Le directeur du ballet de l'Opéra de Lyon licencié pour discrimination

Condamné en décembre dernier pour discrimination pour avoir refusé le renouvellement du contrat d'une danseuse à son retour de congé maternité, Yorgos Loukos vient d'être licencié de son poste de directeur du ballet de l'Opéra de Lyon par le conseil d'administration.

Le directeur du ballet de l'Opéra de Lyon licencié pour discrimination
Yorgos Loukos, directeur du ballet de l'Opéra de Lyon, vient d'être licencié pour discrimination, © AFP / Sergey Pyatakov / Sputnik

Réuni en session extraordinaire, les membres du conseil d'administration de l'Opéra de Lyon ont voté pour le licenciement de Yorgos Loukos, directeur du ballet. Il avait été condamné en appel en décembre dernier pour discrimination pour avoir demandé le non-renouvellement du contrat d'une danseuse à son retour de congé maternité. Le directeur du ballet avait été condamné à une amende de  1 500 euros avec sursis et à verser 5 000 euros de dommages et intérêts à l'ancienne danseuse. Le syndicat des artistes professionnels, le SNAM-CGT, avait alors appelé à son licenciement. 
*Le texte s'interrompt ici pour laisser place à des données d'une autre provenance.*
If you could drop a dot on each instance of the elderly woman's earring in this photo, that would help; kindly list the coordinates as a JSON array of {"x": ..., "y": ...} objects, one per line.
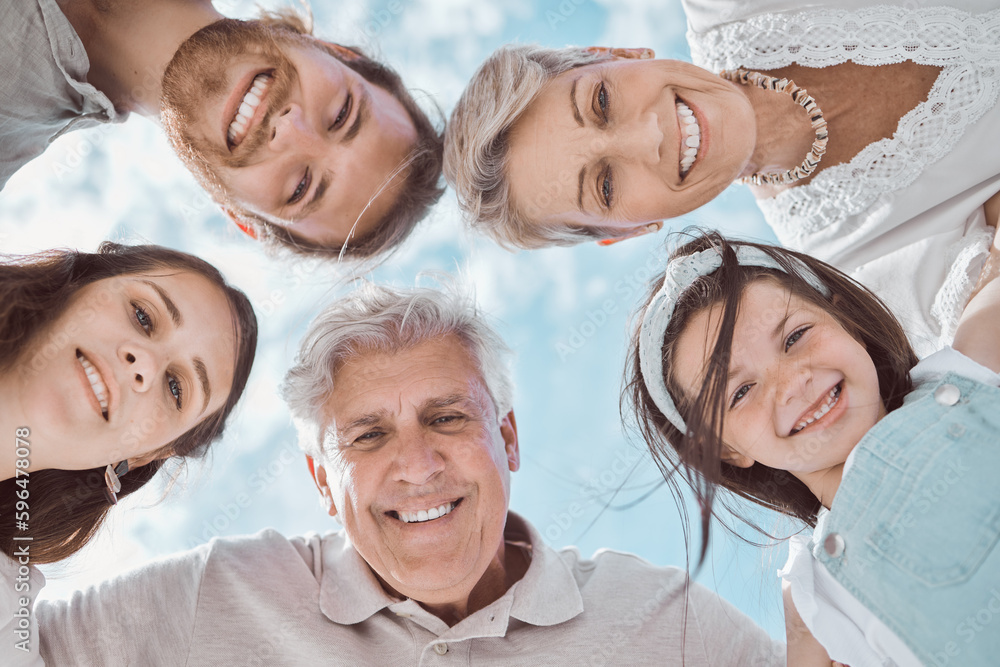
[{"x": 111, "y": 478}]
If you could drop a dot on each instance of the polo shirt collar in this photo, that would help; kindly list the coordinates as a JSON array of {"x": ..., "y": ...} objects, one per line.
[{"x": 547, "y": 594}]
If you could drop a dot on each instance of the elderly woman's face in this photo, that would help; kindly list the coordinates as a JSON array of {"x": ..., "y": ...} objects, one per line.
[{"x": 604, "y": 145}]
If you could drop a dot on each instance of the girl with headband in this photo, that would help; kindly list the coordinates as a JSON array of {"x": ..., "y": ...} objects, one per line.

Les faits remontent à 2014 : Karline Marion, 34 ans, est en CDD à l'Opéra de Lyon depuis cinq ans et se trouve à ce moment crucial où son contrat sera requalifié en CDI s'il est renouvelé une sixième fois. Mais, deux jours après son retour de congé maternité, une lettre lui signifie son non-renouvellement. 

Yorgos Loukos, directeur du ballet depuis 33 ans, motive sa décision auprès de la ville de Lyon qui embauche les danseurs du ballet : « Faiblesse physique et stylistique », « style trop classique » pour une danseuse qui a effectué une partie de sa carrière au ballet Béjart. Or, lors d'un entretien quelques jours plus tard, enregistré par la danseuse, Yorgos Loukos explique : « si entre 29 et 34 ans, tu as fait pas mal, mais pas beaucoup, c'est pas entre 35 et 40 que tu vas faire plus, en plus avec un enfant ».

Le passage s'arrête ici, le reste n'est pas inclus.